Recently, it has also appeared that the columns used to specify particular development projects for particular scenarios do not have an effect on the projects that are built. In addition, development projects prior to 2015 were not being modeled, because scheduled development events is not included in the base year model sequence.
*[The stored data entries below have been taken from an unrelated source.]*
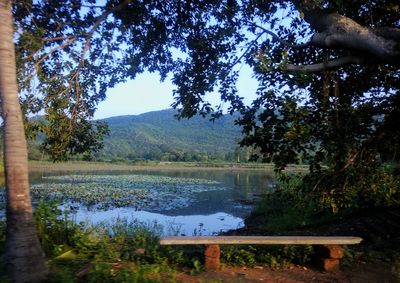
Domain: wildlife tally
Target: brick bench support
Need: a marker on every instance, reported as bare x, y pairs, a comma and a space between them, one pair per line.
328, 250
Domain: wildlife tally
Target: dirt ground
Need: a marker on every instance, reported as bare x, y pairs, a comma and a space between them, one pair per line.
361, 273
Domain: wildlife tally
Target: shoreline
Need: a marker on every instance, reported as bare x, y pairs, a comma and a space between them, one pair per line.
41, 166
So, this is a two-in-one issue, acknowledging some inconsistencies in the development projects process, but that also may be related to the initial error on summary.parcel_output. We'll need to sort out whether we ever did make the switch to using x,y for the development projects, and if the transition process could be related to the error that showed up, or if it could be related to something else in the development projects.

Zoning bugs

Moraga, Morgan Hill, Milpitas, Benicia, and Newark had the wrong fips. Has been fixed in GIS file but needs to be fixed in both the base map and the zoningmod files (unless we drop fips to use four letter). Note that these errors didn't affect rezoning or anything else in PBA40. They would impact things only if we ended up rezoning based on TPA X jurisdiction, etc. ie. where the juris or sets of jurisdictions is part of the rezoning system

Parcels with missing xy

Please see:
#124
And subsequently:
#146

Random seed - hardcoded vs. command line flag

I noticed that baus.py has been set recently to always use a random seed: baus.py#L25

But there's also code later on that accepts a --random-seed command line flag (baus.py#L71-L72). If the seed is on by default, the flag doesn't have any effect, which could be confusing.

I'm thinking we should do one of the following:

Add another command line option (like --no-random-seed) so that modelers can easily override the default in either direction
Get rid of the command line flag
Set the default back to no random seed, and turn it on with the flag

My vote is for the first option, since it seems most flexible.

Data type error

I ran py 2.7 using the new 'parcels_geography' data and got a data type error at 'proportional jobs model for gov/edu'. The fields in the new parcels_geography table have the same data type as the previous table.